President: Retrieve, proper burial and recognition of heroes

President Ishmael Toroama has called for the retrieval, proper burial, and recognition of the remains of men who fought and died during the decade-long Bougainville Civil War.
It’s been over thirty years since the crisis and the loss of an estimated 20,000 people either directly or indirectly from the bloody conflict.
Many of these lives have, to date, remained missing and unaccounted for.
Many others still remain unceremoniously dumped, scattered across the region, left behind without a proper burial.
President Toroama says these remains must be unearthed, returned to their families, given proper burials and recognized.

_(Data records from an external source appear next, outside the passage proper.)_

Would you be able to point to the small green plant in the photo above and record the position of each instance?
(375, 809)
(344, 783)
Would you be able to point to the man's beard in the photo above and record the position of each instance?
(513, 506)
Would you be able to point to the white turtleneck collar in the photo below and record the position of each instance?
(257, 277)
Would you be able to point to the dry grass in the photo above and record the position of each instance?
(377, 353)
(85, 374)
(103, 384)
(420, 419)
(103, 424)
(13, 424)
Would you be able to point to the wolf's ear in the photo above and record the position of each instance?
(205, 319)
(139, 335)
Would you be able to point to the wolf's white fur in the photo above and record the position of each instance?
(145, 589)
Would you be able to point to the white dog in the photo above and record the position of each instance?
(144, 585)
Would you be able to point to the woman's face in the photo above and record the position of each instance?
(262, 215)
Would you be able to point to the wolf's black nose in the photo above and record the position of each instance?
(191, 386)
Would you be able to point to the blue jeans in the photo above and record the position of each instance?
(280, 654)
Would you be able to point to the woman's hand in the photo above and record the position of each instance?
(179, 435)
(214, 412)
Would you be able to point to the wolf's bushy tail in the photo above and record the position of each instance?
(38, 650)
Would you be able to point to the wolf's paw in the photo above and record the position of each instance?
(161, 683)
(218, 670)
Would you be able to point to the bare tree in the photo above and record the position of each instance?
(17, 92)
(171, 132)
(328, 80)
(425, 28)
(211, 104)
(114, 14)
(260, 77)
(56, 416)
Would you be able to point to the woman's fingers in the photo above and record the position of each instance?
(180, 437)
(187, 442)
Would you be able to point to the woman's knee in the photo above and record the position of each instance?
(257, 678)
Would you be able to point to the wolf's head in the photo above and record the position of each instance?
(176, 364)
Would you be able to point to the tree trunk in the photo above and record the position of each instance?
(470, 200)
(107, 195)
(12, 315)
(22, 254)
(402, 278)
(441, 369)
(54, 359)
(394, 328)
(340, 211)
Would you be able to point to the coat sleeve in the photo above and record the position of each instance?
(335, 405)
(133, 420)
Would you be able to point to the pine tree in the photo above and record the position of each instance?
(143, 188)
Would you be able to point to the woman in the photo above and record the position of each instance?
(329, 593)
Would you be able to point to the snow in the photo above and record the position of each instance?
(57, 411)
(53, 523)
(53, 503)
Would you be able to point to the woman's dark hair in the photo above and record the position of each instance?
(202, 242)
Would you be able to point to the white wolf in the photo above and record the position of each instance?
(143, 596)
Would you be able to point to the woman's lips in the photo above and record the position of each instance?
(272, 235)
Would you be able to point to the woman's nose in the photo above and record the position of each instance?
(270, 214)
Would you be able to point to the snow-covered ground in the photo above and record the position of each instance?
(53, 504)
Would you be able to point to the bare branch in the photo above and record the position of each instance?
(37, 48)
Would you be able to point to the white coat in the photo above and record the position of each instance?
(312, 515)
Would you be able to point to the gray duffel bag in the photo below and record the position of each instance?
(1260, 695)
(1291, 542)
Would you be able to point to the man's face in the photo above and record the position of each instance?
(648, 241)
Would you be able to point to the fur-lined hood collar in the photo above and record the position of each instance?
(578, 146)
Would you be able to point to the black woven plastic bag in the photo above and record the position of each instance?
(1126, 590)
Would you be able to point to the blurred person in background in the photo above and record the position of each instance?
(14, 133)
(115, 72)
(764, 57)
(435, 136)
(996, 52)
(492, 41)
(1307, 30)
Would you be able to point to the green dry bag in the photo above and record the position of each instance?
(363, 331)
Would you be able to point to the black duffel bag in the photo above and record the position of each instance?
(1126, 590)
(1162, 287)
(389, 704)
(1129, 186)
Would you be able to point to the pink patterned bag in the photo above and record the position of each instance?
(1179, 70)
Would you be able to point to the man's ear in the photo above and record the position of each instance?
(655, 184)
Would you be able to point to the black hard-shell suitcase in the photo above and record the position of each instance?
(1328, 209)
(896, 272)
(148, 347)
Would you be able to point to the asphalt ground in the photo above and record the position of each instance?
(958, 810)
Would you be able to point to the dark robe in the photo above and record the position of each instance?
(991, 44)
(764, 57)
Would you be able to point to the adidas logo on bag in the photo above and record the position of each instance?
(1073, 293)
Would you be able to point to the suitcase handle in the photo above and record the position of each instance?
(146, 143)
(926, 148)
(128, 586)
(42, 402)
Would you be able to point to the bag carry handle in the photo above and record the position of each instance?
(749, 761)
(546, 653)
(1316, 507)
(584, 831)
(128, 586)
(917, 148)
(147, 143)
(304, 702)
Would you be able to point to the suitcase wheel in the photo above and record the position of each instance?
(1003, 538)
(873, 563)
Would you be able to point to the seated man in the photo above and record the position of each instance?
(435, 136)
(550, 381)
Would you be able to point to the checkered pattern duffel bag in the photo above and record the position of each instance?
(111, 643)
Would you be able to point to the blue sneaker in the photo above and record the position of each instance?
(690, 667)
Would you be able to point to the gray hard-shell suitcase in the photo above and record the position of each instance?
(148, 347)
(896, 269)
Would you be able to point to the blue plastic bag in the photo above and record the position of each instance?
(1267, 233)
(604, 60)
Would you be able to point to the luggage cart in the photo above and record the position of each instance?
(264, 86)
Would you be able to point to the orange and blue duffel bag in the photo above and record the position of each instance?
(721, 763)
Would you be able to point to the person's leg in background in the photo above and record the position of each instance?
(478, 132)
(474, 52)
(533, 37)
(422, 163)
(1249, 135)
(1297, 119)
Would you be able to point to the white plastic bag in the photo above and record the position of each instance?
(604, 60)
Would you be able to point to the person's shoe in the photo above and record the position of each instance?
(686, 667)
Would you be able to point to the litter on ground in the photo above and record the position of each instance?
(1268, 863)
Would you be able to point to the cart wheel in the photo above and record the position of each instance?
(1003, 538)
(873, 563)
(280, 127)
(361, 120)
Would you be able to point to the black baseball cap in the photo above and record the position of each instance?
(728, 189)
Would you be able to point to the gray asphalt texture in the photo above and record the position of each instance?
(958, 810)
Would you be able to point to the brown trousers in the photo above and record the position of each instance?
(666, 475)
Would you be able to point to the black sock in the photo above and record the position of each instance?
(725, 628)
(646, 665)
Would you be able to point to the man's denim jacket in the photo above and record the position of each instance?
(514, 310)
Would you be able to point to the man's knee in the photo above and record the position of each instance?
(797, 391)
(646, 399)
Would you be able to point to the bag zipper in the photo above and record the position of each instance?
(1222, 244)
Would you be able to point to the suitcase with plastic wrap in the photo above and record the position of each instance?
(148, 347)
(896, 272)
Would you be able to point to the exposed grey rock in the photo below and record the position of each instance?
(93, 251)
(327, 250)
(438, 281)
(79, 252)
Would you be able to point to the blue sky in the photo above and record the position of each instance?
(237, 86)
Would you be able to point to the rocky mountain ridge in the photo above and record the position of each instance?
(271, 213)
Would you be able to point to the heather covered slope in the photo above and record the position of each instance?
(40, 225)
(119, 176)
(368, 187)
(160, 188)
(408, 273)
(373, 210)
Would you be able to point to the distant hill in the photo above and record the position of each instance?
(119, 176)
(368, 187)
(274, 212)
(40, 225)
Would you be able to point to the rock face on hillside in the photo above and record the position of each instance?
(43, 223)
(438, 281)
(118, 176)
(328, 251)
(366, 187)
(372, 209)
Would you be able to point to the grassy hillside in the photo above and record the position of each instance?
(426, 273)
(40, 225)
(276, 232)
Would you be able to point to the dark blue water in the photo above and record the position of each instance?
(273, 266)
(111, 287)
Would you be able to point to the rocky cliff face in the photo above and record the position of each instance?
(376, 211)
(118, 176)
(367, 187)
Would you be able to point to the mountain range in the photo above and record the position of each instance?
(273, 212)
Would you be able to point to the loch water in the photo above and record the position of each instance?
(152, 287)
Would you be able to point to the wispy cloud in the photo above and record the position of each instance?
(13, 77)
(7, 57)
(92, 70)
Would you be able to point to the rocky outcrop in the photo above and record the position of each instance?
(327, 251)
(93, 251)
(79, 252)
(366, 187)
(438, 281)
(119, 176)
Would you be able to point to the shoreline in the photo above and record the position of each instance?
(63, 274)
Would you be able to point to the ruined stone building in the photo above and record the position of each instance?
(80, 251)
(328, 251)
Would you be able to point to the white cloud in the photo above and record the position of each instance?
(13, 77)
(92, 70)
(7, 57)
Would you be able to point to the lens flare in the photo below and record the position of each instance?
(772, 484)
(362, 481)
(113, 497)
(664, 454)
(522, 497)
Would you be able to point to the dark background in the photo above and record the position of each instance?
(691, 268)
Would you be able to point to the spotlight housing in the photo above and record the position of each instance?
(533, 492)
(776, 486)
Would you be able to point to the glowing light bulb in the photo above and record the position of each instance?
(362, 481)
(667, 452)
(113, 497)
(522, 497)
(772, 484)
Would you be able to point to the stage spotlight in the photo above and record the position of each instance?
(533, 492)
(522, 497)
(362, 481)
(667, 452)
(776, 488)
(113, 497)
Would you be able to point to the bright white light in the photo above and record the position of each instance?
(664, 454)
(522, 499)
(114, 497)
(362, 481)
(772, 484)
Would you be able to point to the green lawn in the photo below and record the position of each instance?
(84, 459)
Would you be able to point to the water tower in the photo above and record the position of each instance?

He’s called them heroes for a cause which has led Bougainville to its current state of autonomy working towards independence.
The president made this remarks when taking part in the May 17 Remembrance Day commemorations at Tsunpetz in Suir District and Sipotavae in Tinputz District over the weekend, during retrieval of 14 remains of a platoon of the then Bougainville Revolutionary Army, which was massacred at Tsunpetz when their planned attack on PNG security forces bunkers failed.
Accounts of the massacre say the men were not only killed but their bodies mutilated and humiliated as well, constituting war crimes.
Two mass graves each containing five bodies and four separate single graves were exhumed and their remains retrieved – an emotional experience conducted by the Office of Missing Persons, officers from the Department of Independence Mission Implementation and locals in Tsunpetz.
The remains, mostly of fighters from Tinputz, were later brought to the Saint Peter Channel Tsunpetz Primary School – the grounds where they were initially killed and later transported to Sipotavae in Tinputz back to their families to be secured at the local Memorial Monument for those missing or killed during the war.

President Toroama says there are many fighters, whose remains are yet to be retrieved and given proper burial, and this is what he’s determined to do.
The Tsunpetz event is the first-ever exhumation of mass graves and bones retrieval the region has witnessed.
There are a number of similar mass graves, including that at the Bel Isi or Peace Park in Buka Town, and President Toroama told NBC Bougainville News, that he’s determined to continue exhumation, retrieval, proper burial and recognition of these men, believing that Bougainville can only move forward successfully if it observes these rituals, which is both humane as well as cultural and customary.